By August 17, 2022 Blog

“I’m addicted to chocolate,” said Debra with a smile. “I have a special drawer, the deep kind, in my closet, that no one is allowed to touch,” she explained. “This is serious,” I thought to myself. “I wake up in the morning, thinking about chocolate, and my last thought before I go to sleep, is chocolate. I think I tasted all the different brands in the world.” She added. Debra was very slim, attractive, and married with kids. She didn’t like that the addiction controlled her life. We decided to use inner child synergy to get to the root of things.
I put her under a relaxed state and asked her to recall an early childhood memory that would explain the mystery.

“I’m four years old, the middle daughter. I’m a happy kid. We are well off, the parents get along well. I love my father and I feel like I’m his favorite. He travels for work, a few times a year. Maybe five days at a time, but I miss him terribly.” She became emotional. “He is about to come home after his trip. I’m in the living room, anxiously waiting for him by the door, with my older brother. My Dad opens the door. We jump on him, and he hugs and kisses us.

He brings in two heavy suitcases. We know the drill. We open the gray one in the middle of the room. It is packed with goods such as shoes and clothes, but what I like the most – the exotic chocolates. Swiss, Belgium, German. You name it, they are all there. The chocolates are packaged so beautifully, individually wrapped in a golden paper. It is like art.

My brother and I split the treasure evenly. My Dad put so much love and intention into choosing these for us. Each time he brings new kinds and brands of chocolate!” She was beaming.

I asked her to explain her association with chocolate. “Daddy is back!. I’m so glad. I love him so much! I’m not close to my mom. She’s strict. Daddy spoils me and takes me on adventures.” she helped to put the pieces together.

“What does chocolate mean to you today?” I inquired. She explained that the chocolate symbolized her father’s love for her, being the favorite, feeling safe and appreciated. “Wow!” I thought to myself. “No wonder she gravitates towards chocolate many times a day. Don’t we all want to feel safe and loved and appreciated? Debra had a unique “fix” to feel that: chocolate!”

I did healing, disconnecting the association to chocolate and introducing other resources for self-validation and emotional support. When Debra came back to room awareness, she said: “you know, my chocolate drawer is the exact dimensions of the suitcase! Wide and deep and comforting!” I smiled.

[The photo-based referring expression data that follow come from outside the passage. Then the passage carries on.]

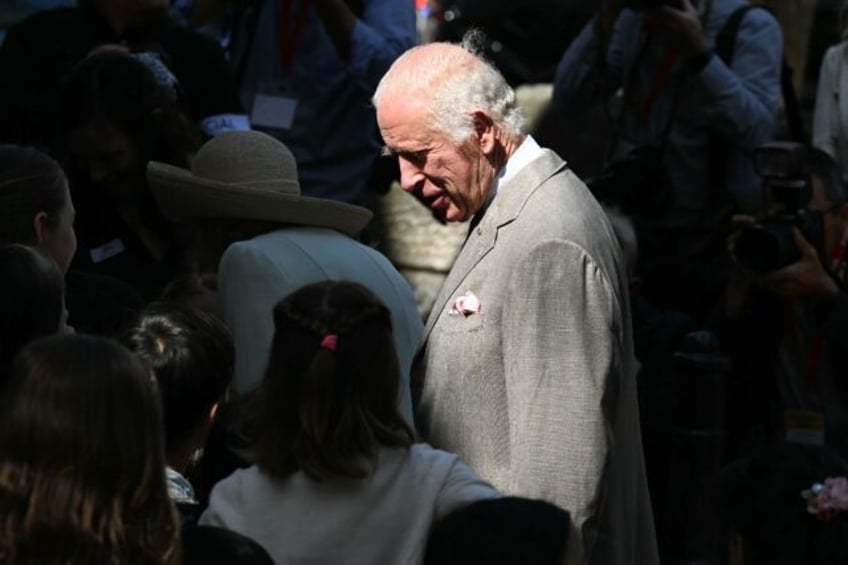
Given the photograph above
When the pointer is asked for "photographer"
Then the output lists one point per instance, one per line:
(787, 323)
(696, 93)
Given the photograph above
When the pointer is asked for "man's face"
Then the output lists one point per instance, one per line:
(109, 159)
(453, 181)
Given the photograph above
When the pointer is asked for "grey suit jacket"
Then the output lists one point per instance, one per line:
(537, 391)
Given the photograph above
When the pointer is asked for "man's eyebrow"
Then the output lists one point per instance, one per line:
(411, 154)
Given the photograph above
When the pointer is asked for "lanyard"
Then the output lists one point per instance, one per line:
(660, 80)
(288, 38)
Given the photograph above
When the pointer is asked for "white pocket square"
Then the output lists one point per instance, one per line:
(466, 305)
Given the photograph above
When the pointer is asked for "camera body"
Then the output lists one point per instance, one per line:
(769, 244)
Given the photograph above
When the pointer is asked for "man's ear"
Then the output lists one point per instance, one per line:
(39, 227)
(484, 129)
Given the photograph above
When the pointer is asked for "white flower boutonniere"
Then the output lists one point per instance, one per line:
(466, 305)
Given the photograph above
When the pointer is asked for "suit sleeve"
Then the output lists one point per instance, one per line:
(562, 355)
(249, 286)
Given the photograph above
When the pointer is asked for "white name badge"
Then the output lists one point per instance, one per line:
(107, 250)
(273, 111)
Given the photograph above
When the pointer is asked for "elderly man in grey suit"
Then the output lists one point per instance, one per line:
(527, 368)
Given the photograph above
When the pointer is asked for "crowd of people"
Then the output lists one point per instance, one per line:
(203, 360)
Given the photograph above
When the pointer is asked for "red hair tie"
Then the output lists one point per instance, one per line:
(330, 341)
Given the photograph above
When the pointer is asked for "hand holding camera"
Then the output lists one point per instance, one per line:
(806, 277)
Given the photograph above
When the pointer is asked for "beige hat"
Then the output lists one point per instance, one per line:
(248, 175)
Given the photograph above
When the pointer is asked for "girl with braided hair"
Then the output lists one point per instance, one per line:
(337, 475)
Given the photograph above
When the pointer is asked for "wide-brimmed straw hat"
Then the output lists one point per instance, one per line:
(247, 175)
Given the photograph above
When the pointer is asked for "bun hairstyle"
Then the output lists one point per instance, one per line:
(330, 393)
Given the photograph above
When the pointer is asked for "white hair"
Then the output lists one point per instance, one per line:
(457, 81)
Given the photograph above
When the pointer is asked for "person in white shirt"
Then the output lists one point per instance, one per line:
(337, 475)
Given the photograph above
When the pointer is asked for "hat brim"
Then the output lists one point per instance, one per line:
(181, 194)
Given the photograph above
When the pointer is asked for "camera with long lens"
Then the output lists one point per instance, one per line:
(769, 244)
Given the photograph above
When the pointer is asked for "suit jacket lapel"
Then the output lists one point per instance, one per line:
(503, 210)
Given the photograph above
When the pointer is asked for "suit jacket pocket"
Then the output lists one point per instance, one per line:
(459, 324)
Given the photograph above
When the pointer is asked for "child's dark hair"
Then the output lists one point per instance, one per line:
(32, 288)
(191, 354)
(331, 388)
(501, 531)
(760, 501)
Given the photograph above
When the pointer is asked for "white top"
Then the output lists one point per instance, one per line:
(830, 115)
(383, 519)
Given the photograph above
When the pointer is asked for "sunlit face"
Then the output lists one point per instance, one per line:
(59, 240)
(453, 181)
(109, 159)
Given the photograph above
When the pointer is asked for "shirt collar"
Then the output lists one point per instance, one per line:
(179, 488)
(528, 151)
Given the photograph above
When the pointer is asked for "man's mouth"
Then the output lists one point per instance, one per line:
(439, 202)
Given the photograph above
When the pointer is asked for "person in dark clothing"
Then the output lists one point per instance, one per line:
(39, 51)
(115, 117)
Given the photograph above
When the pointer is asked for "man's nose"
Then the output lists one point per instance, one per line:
(410, 176)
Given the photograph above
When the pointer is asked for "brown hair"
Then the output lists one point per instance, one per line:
(328, 408)
(30, 182)
(32, 288)
(82, 469)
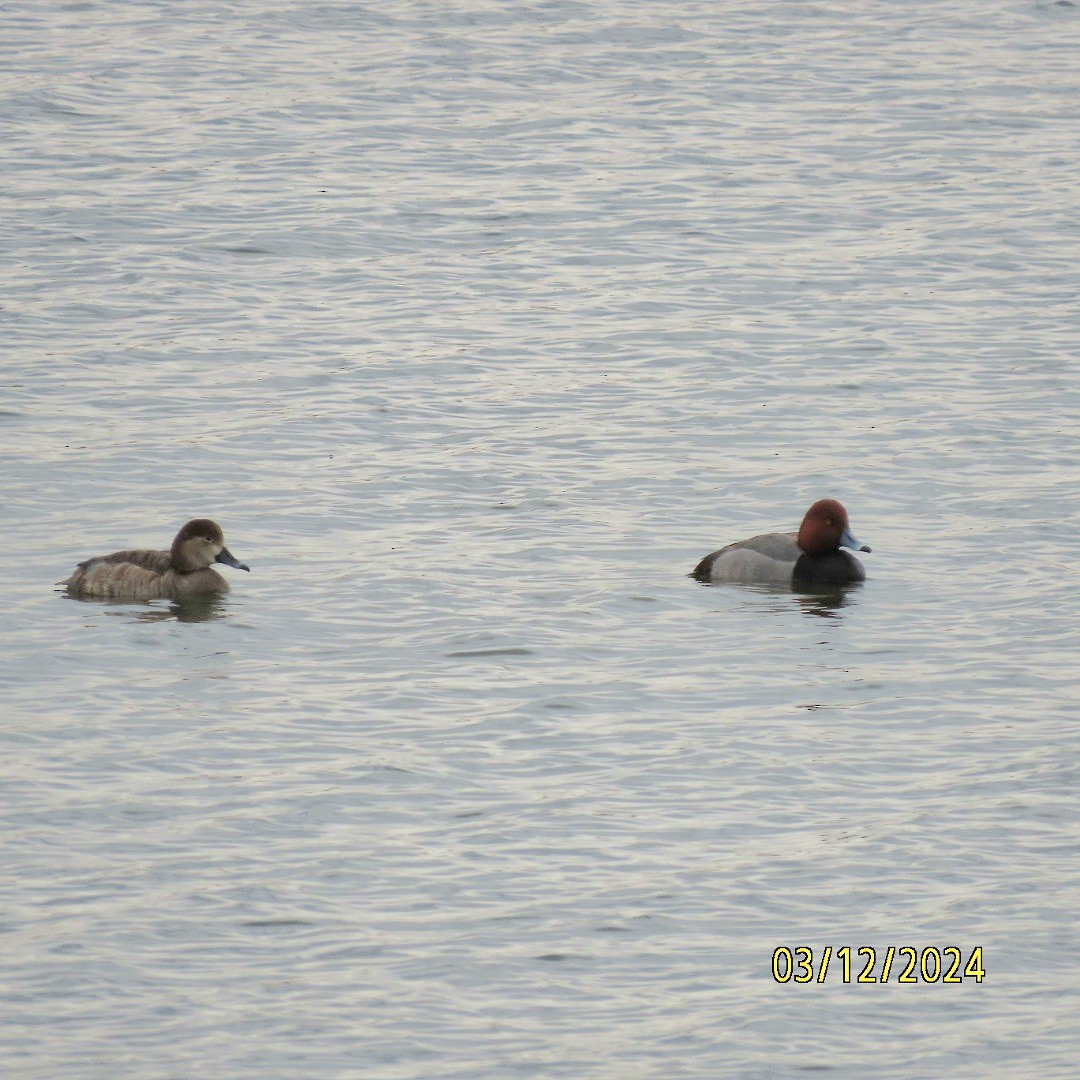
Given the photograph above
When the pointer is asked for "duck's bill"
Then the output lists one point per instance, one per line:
(226, 556)
(847, 540)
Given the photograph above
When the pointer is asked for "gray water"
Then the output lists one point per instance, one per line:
(476, 325)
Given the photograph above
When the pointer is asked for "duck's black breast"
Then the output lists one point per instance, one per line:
(836, 568)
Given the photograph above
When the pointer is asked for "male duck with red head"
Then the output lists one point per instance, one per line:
(812, 556)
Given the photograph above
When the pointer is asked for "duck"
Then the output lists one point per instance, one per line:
(812, 556)
(183, 570)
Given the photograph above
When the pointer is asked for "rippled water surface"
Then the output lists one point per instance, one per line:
(475, 325)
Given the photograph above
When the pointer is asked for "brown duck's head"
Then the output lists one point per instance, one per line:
(200, 543)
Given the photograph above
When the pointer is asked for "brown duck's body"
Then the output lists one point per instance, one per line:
(183, 570)
(810, 557)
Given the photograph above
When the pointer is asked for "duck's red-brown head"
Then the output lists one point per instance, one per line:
(825, 528)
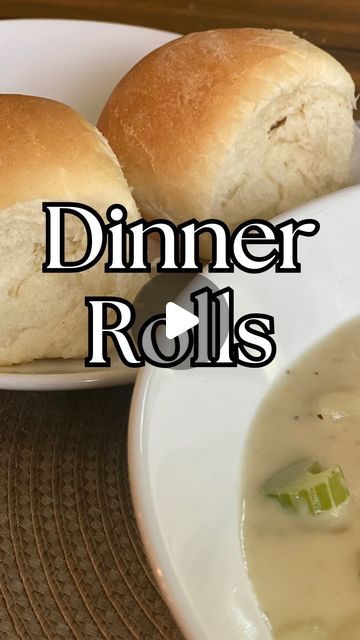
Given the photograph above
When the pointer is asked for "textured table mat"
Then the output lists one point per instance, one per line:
(71, 561)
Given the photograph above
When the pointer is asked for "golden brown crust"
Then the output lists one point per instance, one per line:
(48, 151)
(174, 117)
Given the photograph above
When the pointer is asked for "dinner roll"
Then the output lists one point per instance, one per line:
(232, 123)
(48, 152)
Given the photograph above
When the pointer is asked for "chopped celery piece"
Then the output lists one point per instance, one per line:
(306, 486)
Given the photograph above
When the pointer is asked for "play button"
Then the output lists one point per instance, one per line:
(178, 320)
(158, 297)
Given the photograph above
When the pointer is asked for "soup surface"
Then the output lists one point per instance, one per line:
(305, 567)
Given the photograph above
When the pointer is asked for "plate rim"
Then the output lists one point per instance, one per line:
(113, 376)
(142, 496)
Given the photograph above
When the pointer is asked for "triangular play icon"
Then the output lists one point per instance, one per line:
(178, 320)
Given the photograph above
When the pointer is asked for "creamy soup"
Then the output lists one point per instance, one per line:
(304, 565)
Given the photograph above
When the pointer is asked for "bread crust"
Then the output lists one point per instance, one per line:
(49, 151)
(174, 118)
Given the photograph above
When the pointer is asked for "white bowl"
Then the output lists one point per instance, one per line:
(188, 429)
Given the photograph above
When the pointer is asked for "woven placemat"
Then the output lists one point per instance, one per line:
(71, 560)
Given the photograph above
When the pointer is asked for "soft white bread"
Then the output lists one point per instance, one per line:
(232, 123)
(49, 152)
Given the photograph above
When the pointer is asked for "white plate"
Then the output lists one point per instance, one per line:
(78, 63)
(187, 430)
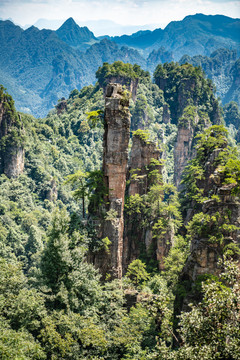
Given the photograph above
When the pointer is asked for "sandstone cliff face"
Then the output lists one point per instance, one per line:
(142, 153)
(130, 84)
(226, 207)
(183, 152)
(136, 238)
(11, 131)
(115, 160)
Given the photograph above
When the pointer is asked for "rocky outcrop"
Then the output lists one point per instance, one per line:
(222, 212)
(139, 239)
(142, 153)
(127, 83)
(11, 138)
(13, 161)
(52, 192)
(115, 160)
(183, 152)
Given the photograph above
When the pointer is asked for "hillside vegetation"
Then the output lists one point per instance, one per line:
(53, 302)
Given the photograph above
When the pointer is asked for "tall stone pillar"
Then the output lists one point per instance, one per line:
(115, 160)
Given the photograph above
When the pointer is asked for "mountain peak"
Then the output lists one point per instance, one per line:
(74, 35)
(70, 22)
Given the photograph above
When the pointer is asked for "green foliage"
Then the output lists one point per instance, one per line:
(137, 273)
(95, 117)
(142, 135)
(185, 86)
(117, 69)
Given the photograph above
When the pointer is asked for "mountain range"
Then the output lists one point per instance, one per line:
(40, 66)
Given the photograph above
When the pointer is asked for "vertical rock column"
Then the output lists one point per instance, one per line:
(137, 238)
(115, 159)
(12, 152)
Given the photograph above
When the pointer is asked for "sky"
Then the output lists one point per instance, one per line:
(157, 13)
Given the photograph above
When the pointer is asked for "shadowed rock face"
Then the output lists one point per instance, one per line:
(136, 238)
(205, 254)
(12, 153)
(115, 161)
(130, 84)
(183, 152)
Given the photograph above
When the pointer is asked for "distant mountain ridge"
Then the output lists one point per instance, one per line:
(195, 34)
(38, 67)
(74, 35)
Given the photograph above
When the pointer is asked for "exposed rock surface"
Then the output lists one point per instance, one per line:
(136, 238)
(115, 160)
(183, 152)
(128, 83)
(204, 253)
(11, 131)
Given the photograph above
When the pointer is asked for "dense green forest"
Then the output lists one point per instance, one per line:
(54, 303)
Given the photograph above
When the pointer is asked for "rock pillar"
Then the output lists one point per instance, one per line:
(115, 160)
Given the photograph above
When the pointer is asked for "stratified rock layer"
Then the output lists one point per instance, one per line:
(136, 238)
(11, 131)
(205, 254)
(115, 160)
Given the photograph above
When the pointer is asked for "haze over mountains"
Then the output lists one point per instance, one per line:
(40, 66)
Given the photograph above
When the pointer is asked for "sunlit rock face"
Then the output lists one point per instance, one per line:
(115, 162)
(12, 152)
(136, 238)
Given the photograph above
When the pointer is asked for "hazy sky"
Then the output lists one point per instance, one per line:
(125, 12)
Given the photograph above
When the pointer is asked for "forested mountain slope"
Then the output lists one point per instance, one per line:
(53, 304)
(223, 67)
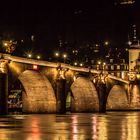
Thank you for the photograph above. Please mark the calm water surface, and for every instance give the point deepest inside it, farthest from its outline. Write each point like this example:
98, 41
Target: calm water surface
91, 126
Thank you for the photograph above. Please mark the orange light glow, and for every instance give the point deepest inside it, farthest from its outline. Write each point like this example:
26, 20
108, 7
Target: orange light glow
35, 67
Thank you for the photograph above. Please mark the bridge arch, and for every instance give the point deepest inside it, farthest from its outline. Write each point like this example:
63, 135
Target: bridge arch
39, 96
117, 99
84, 96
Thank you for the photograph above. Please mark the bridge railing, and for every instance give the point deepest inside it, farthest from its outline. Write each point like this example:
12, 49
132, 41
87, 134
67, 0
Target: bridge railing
56, 65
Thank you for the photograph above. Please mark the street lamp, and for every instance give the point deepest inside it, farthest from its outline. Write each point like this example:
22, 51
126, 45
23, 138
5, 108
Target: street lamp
64, 57
81, 64
75, 63
30, 55
38, 57
56, 54
106, 43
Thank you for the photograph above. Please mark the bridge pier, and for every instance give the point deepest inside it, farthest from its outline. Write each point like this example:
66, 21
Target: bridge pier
60, 95
3, 94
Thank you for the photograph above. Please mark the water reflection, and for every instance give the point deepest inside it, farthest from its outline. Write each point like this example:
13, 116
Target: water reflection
108, 126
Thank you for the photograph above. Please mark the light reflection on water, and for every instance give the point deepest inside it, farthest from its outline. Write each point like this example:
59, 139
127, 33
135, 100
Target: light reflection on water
96, 126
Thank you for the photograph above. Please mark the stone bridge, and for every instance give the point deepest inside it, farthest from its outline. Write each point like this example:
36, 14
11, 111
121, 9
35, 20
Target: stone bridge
48, 87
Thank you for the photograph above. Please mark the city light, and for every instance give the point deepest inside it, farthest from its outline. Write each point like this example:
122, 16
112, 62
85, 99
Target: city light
75, 63
81, 64
64, 55
5, 44
29, 55
38, 57
57, 54
106, 43
99, 62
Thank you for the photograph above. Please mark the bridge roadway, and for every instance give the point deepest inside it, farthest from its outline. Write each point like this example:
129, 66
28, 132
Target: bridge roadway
43, 92
63, 65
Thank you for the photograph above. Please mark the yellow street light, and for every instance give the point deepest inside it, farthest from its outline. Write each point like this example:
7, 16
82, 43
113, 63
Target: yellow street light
57, 54
106, 43
29, 55
38, 57
81, 64
75, 63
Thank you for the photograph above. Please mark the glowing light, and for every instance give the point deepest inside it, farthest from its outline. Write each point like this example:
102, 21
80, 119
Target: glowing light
129, 42
30, 55
38, 57
99, 62
106, 43
81, 64
35, 67
65, 55
5, 44
57, 54
75, 63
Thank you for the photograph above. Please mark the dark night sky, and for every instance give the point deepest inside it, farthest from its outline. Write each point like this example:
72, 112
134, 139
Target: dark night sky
72, 20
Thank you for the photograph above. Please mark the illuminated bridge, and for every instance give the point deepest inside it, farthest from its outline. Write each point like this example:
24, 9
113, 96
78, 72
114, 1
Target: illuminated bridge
55, 87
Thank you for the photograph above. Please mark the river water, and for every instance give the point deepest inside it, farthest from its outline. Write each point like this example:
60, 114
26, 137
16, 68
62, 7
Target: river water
71, 126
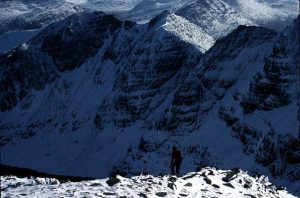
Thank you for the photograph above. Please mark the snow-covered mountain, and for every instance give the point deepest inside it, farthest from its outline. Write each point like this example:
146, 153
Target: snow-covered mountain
93, 95
220, 17
33, 14
208, 182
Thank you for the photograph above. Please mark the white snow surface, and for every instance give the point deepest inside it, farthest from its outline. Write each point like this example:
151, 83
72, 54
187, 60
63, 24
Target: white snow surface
205, 183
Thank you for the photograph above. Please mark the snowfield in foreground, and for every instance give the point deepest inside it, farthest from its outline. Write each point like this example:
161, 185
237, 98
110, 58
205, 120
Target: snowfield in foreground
208, 182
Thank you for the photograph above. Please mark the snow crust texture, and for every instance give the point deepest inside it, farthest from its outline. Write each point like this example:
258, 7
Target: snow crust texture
207, 183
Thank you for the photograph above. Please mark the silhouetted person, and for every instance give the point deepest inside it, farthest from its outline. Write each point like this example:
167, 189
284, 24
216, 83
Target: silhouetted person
176, 161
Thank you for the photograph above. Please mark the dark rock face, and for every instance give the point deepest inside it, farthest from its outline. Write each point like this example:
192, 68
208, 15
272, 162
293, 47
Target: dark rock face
59, 48
146, 65
20, 69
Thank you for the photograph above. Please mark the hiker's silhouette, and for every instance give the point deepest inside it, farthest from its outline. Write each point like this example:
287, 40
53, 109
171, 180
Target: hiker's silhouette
175, 161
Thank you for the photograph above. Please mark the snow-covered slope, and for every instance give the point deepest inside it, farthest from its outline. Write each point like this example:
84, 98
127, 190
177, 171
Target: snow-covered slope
126, 93
208, 182
33, 14
219, 17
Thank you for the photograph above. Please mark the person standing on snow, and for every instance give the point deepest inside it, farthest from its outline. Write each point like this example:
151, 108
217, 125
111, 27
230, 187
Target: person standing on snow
175, 161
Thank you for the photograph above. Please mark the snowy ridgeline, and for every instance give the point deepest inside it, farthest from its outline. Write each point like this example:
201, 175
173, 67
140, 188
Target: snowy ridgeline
208, 182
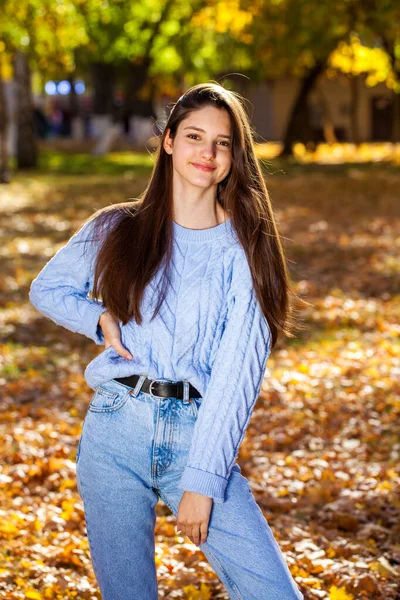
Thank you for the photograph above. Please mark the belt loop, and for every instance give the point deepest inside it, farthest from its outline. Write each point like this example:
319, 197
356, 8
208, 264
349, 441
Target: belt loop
185, 391
138, 386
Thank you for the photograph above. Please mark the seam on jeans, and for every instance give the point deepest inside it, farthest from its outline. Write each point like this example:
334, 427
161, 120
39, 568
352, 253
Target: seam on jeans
89, 536
154, 463
230, 581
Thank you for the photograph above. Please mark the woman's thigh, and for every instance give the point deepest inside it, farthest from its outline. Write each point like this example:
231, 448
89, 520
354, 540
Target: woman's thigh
113, 462
240, 545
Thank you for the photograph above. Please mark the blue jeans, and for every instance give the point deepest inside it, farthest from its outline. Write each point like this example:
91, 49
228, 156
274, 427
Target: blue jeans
132, 451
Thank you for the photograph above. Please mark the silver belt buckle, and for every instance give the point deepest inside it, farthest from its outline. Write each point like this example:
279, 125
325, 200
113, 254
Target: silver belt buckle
157, 381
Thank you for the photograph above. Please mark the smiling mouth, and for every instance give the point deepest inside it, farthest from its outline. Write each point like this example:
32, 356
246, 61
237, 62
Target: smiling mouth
203, 167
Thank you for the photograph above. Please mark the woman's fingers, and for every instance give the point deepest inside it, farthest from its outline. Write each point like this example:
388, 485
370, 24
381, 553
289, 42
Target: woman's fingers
118, 347
197, 534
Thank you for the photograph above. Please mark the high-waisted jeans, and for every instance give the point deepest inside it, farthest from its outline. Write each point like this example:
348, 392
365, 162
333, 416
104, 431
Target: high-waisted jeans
132, 451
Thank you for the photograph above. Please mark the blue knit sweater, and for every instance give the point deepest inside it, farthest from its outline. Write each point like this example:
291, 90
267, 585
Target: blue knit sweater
210, 330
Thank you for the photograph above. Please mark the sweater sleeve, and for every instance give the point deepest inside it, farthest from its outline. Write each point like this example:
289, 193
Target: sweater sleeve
60, 290
233, 389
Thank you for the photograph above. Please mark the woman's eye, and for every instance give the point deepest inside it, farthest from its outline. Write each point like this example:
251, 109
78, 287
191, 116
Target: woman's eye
195, 136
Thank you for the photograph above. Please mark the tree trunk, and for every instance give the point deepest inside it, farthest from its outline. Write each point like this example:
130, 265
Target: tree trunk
26, 138
354, 107
327, 120
395, 137
298, 128
103, 77
5, 174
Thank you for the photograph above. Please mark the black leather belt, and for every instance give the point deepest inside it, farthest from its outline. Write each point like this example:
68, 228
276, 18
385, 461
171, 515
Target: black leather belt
160, 387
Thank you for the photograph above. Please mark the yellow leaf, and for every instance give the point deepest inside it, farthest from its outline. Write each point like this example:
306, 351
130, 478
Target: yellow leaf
33, 594
383, 567
339, 594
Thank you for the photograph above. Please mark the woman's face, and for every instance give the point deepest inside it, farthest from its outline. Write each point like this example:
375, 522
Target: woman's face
202, 149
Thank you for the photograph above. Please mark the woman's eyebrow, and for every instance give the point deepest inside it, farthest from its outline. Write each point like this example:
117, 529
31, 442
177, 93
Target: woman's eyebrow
202, 131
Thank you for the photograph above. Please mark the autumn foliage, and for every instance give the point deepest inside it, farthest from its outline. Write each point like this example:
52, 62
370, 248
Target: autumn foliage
322, 448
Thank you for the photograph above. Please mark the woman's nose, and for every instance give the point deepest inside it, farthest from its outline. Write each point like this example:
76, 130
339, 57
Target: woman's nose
208, 150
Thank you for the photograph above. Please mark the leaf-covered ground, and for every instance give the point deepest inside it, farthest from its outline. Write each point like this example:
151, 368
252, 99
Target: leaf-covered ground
322, 448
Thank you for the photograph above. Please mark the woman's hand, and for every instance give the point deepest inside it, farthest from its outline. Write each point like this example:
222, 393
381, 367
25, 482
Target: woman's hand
193, 516
112, 334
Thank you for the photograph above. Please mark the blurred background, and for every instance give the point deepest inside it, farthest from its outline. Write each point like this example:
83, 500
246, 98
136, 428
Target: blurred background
85, 86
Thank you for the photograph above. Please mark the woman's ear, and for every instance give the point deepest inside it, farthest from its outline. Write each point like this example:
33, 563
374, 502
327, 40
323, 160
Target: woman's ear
168, 142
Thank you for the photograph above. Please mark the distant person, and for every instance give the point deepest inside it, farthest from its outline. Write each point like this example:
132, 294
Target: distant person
189, 290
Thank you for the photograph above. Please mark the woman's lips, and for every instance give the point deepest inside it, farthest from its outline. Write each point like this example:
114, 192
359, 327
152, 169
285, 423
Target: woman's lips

A few days later I called to check on her. “The next day, habitually, I open the drawer in the morning. I looked at my stash. I felt nothing. This is weird. Am I sick? I closed it. Tried to imagine all the goodness I collected there. I open it again. No desire, nothing special, just a curated international collection of chocolates. I had to force myself to eat one, to make sure I was OK.” She shared in astonishment. “Are you OK?” I asked. “Now I’m just a regular person, not an addict” she clarified. “I can eat it. I enjoy chocolate, but I’m not obsessing over it anymore.”